Davis Wearing His Medal
Chosin Marine
But the ordeal of Fox Company is not quite over, for along with the other soldiers of the 1st Marine Division, Barber's command must now march to the sea for extraction from northern Korea (only 82 men will be able to walk off Fox Hill under their own power). Staying in their foxholes while Davis' men push the Chinese off the ridges surrounding Toktong Pass, the two units come down out of the hills and become part of the march out of Chosin (appropriately, Cafferata is the last man off the mountain, carried down to a road on a stretcher). First stop Hagaru-ri (14 miles from Yudam-ni), the Marines enter the village singing the Marine Corps Anthem, just so the Chinese know they might be leaving, but have not been defeated (the last flight out of Hagaru-ri carries the much wounded PFC Benson to medical attention at Hungnam ... it takes the men from Yudam-ni 79 hours to make Hararu-ri).
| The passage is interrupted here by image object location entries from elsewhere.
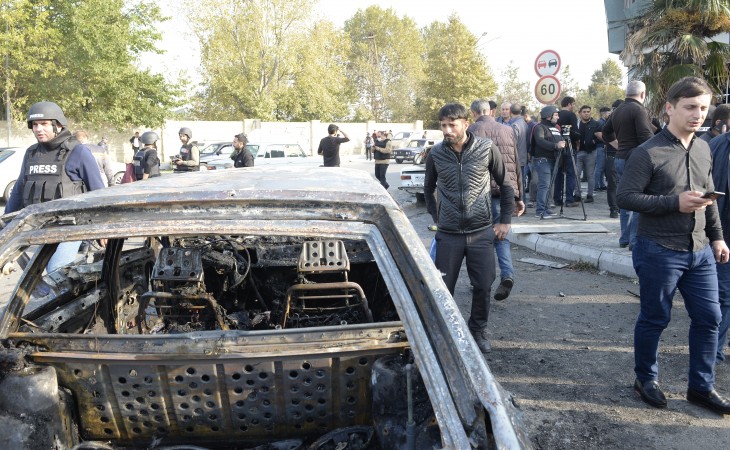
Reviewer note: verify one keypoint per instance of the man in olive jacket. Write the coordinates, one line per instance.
(462, 167)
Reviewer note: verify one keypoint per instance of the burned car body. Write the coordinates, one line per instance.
(266, 307)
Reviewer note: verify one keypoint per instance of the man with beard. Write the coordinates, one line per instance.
(678, 241)
(461, 167)
(56, 166)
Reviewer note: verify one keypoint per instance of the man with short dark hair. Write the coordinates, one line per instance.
(504, 140)
(678, 242)
(588, 129)
(329, 146)
(241, 156)
(720, 148)
(567, 118)
(720, 120)
(505, 116)
(461, 167)
(101, 156)
(382, 148)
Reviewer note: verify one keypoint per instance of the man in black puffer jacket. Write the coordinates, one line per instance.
(462, 167)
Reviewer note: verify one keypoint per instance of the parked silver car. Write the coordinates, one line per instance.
(281, 307)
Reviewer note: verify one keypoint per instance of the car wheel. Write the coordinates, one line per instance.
(118, 177)
(8, 190)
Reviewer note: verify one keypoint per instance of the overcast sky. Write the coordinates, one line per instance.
(517, 30)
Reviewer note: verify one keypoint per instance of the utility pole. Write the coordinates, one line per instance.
(7, 82)
(374, 81)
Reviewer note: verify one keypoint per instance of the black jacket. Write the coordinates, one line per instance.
(463, 181)
(630, 125)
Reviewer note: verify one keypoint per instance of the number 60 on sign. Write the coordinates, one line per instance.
(547, 89)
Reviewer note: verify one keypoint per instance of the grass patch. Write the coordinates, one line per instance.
(583, 266)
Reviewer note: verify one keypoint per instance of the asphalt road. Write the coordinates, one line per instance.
(562, 344)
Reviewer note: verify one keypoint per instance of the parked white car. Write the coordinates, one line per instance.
(270, 154)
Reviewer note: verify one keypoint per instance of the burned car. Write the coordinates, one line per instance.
(263, 308)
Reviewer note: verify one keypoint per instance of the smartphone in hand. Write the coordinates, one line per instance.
(713, 195)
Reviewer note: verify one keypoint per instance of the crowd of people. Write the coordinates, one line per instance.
(666, 185)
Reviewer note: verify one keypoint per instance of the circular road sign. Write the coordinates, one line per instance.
(547, 89)
(547, 63)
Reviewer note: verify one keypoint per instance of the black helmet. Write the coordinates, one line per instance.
(149, 137)
(548, 111)
(46, 111)
(186, 130)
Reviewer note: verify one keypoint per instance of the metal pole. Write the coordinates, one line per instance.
(7, 83)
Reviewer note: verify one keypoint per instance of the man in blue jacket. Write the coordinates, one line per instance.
(56, 166)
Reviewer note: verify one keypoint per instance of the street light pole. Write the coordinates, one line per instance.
(7, 82)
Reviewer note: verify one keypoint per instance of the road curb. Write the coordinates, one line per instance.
(603, 260)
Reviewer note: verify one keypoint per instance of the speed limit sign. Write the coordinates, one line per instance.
(547, 89)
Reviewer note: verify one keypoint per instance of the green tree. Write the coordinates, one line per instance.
(606, 86)
(83, 55)
(386, 64)
(672, 39)
(262, 59)
(320, 89)
(457, 71)
(514, 90)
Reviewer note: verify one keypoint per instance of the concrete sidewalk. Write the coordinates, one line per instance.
(594, 240)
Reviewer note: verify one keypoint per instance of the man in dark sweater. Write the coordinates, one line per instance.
(628, 126)
(329, 147)
(678, 242)
(462, 167)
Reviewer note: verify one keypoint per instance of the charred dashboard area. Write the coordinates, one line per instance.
(170, 285)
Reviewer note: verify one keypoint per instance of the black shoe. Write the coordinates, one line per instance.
(504, 288)
(710, 400)
(480, 337)
(649, 392)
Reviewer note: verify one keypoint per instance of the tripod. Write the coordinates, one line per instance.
(560, 164)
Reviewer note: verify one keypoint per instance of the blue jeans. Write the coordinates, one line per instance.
(723, 284)
(478, 249)
(661, 271)
(544, 175)
(629, 219)
(565, 171)
(600, 182)
(504, 254)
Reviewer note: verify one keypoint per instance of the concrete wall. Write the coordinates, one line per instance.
(306, 134)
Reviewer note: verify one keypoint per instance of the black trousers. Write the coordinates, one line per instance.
(478, 248)
(611, 182)
(380, 171)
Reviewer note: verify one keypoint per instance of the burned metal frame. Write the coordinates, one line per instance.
(461, 387)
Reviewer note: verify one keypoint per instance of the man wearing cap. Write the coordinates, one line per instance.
(189, 158)
(57, 166)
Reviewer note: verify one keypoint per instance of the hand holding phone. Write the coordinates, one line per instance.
(713, 195)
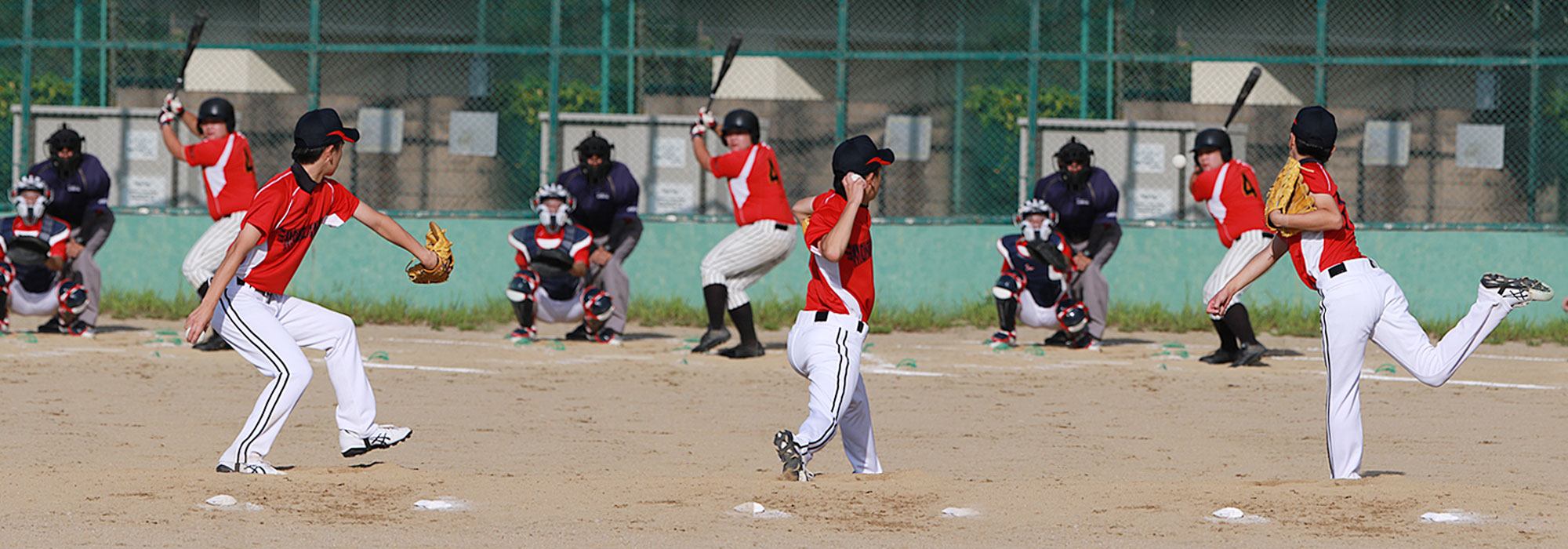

Attacking up ridges, assaulting manned road blocks, calling in air strikes, fighting Chinese and the freezing weather, the 1st Marine Division battles south, passing through "Hell Fire Valley," the village of Koto-ri, (11 miles down the road), tear into the PVA attempting to block Funchilin Pass, take a strategic blocking position called "The Big Hill," have bridge materials dropped from the sky and then replace the blown portion of the road at a high pumping station for waters of the Chosin three miles from Koto-ri (never done before, eight separate 18-foot pieces of bridge weighing 2,900 pounds each are dropped to the Marines using eight C-119 Flying Boxcars and 48-foot parachutes). Finally out of the mountains of northern Korea, all the while growing stronger as more and more units fold into the withdrawal, General Smith's men make Chinghung-ni, fight off a last Chinese ambush at Sudong, and enter the port of Hungnam on December 11, 1950 from which they will be evacuated (called the "Miracle of Christmas" by some historians, the exodus from the port uses a 193-ship armada that carries out the U.N. troops of X Corps (105,000 men) and its equipment (over 173 vehicles), that also rescues 86,000 refugees ... the last ship leaving the area as the port facilities are blown on Christmas Eve.).
Goodbye
Extracted to fight again, the epic 17-day battle of the 1st Marine Division (many historians consider it the most brutal battle in modern warfare) against 120,00 Chinese nets the men of X Corps seventeen Congressional Medals of Honor (and 78 Service Cross medals, along with all the members of the division receiving a Presidential Unit Citation ... as of 2020, the second most honors for American arms awarded since the 1944 Battle of the Bulge) at a cost of 10,495 casualties (4,385 are Marines, and the number is 17,833 when frostbite cases are included). But it also cements the U.N. warriors into a lasting place of military honor for all-time ... attacking in a different direction in a horrific winter against soldiers that outnumber them 10-1, the "Chosin Few" have so decimated the ten to twelve divisions of PVA 9th Army that it is put out of action until March of 1951, leaving almost 50,000 of General Shilun's soldiers casualties of their encounter with the United States Marines. And out of action, General Shilun's troops can not help eliminate the 8th Army to the west ... and so the Korean War enter a new phase of back-and-forth battles that maintain a stalemate that will not end until July of 1953.